Kubilay, “İmralı ile yapılan son görüşmelerde de Sayın Öcalan ‘ben bu sorunu bir hafta da çözebilirim’ demişti. Ortada böyle bir siyasi irade olduğuna göre Kürt halkı da bütün baskılara rağmen barışta ısrarlı olduğu halde bunu bir imkana dönüştürebilmek mümkün olabilirdi. Fakat daha görüldü ki iktidar, annelerin acılarına çözüm olacak bir siyasal sürecin inşası yerine, onların acılarını istismar eden, HDP üzerinde bir tür algı yaratarak kayyum atamaları ile elde etmek istediklerini böyle bir yolla gerçekleştirmek istiyor” şeklinde konuştu.
‘Bütün ailelerin çocukları için çözüm arıyoruz’
İran’dan 5 ailenin HDP önüne getiriliğini belirten Kubilay, “Ne kadar kötü algı operasyonunun yapıldığını ortaya koyan tablolar. Siyasi iktidar insanlara umut verip, arkasından siyasal bir rant hesabı yapıyor olabilir. Ama biz bunu o annelere yakıştırmıyoruz. Bunları asla onlar için de söylemiyoruz. Onların acılarının gerçek olduğunu düşünüyoruz. Biz o yüzden de, iktidarın siyasi rant devşirme politikalarını geri plana iterek, bütün ailelerin çocukları için gerçek bir çözüm arayışı içerisindeyiz. Aileler acılarının istismar edilmesine lütfen izin vermesinler. Her iki bakanın da oraya giderek yediğini sindirememiş timsahlar gibi gözyaşı döküp, boyun bükerek oturmaları bir manipülasyonun olduğuna da işaret ediyor” ifadelerini kullandı.
‘Yeni bir Çöktürme Planı’
Kulp’ta 7 kişinin yaşamını yitirdiği saldırı ve sonrasında HDP’nin hedef gösterilmesine dair de Kubilay, şu değerlendirmeyi yaptı: “19 Ağustos darbesi, ailelerin oturma eylemi HDP’ye yönelik yeni bir Çöktürme Planı’nın başlatıldığı anlamına geliyor. 7 Haziran ile 1 Kasım arasında yaşanan kaotik bir süreç vardı. İktidar 7 Haziran’da seçimi kaybetmişti. Fakat onun rövanşını 1 Kasım’da Türkiye’ye çok ağır bedeller ödeterek almış oldu. O dönemde iktidar güçleri, bir çözüm sürecinden tekrar bir savaş sürecine geçişe karar kılmışlardı. Dolayısıyla kamuoyunu ikna edebilecek bir başlangıç adımı olarak Ceylanpınar olayının tasarlanmış olduğu anlaşılıyor. Kulp sürecinde de olgulara bakıldığında aynısı var. Bir bomba patlıyor, hiçbir araştırma yapılmadan hemen bizim eş belediye başkanlarımıza bir gözaltı operasyonu yapıldı. Burada görülüyor ki bu algı operasyonu doz arttırılarak devam edecek.”

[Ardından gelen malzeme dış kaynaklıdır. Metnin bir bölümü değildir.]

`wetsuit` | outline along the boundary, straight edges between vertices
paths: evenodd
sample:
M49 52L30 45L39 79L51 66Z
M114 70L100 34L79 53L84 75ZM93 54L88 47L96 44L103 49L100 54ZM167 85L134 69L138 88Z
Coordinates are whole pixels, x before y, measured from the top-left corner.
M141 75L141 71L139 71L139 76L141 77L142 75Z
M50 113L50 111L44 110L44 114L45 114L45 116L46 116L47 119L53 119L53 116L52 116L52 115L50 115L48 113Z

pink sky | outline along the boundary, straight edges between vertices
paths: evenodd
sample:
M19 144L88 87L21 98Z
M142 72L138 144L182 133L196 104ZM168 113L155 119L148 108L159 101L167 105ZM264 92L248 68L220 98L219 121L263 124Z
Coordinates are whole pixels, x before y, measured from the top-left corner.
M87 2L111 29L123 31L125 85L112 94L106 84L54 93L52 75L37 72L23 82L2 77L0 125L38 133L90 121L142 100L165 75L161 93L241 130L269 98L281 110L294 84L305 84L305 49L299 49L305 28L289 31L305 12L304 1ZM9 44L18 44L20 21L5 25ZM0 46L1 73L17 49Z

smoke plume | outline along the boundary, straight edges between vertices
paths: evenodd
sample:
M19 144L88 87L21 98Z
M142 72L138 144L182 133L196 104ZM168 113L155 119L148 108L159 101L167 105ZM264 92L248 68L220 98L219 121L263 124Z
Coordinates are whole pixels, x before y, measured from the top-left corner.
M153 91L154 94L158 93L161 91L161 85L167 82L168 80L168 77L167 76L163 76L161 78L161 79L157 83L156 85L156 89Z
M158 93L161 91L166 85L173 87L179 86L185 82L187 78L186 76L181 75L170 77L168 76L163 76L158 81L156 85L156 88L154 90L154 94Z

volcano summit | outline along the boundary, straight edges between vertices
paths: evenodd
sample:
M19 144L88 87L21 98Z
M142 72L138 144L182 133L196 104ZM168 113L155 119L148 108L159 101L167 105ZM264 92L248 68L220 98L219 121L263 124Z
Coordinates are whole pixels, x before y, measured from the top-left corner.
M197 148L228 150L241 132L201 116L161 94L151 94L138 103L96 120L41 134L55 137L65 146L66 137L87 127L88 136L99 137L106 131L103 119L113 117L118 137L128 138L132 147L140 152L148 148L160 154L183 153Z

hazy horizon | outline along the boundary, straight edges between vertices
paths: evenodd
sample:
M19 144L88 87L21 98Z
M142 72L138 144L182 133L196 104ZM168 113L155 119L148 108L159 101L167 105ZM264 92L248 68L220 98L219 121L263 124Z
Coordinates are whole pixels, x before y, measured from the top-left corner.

Kubilay, saldırıyı HDP’nin yaptığına dair manşet atan Yeni Şafak gazetesi hakkında da suç duyurusunda bulunduklarını belirtti.
‘Demokratik süreci birlikte inşa edebiliriz’
İktidarın 31 Mart seçimlerinde açığa çıkan tabandaki ittifakı da hedef aldığını belirten Kubilay, “Siyasi iktidar, gücünü kendi muhalefetin parçalı halinden alıyor. Toplumsal muhalefetin toparlanmaya ihtiyacı var. Sandıkta kazanmak yetmiyor, buna sokakta sahip çıkmak gerekiyor. Sandıkla sokak diyalektik bir bütünlük içinde. Birbirlerini tamamlayarak geliştiği ölçüde kazanımlarımızı koruyabiliriz. Demokratik bir süreci birlikte inşa edebiliriz” dedi.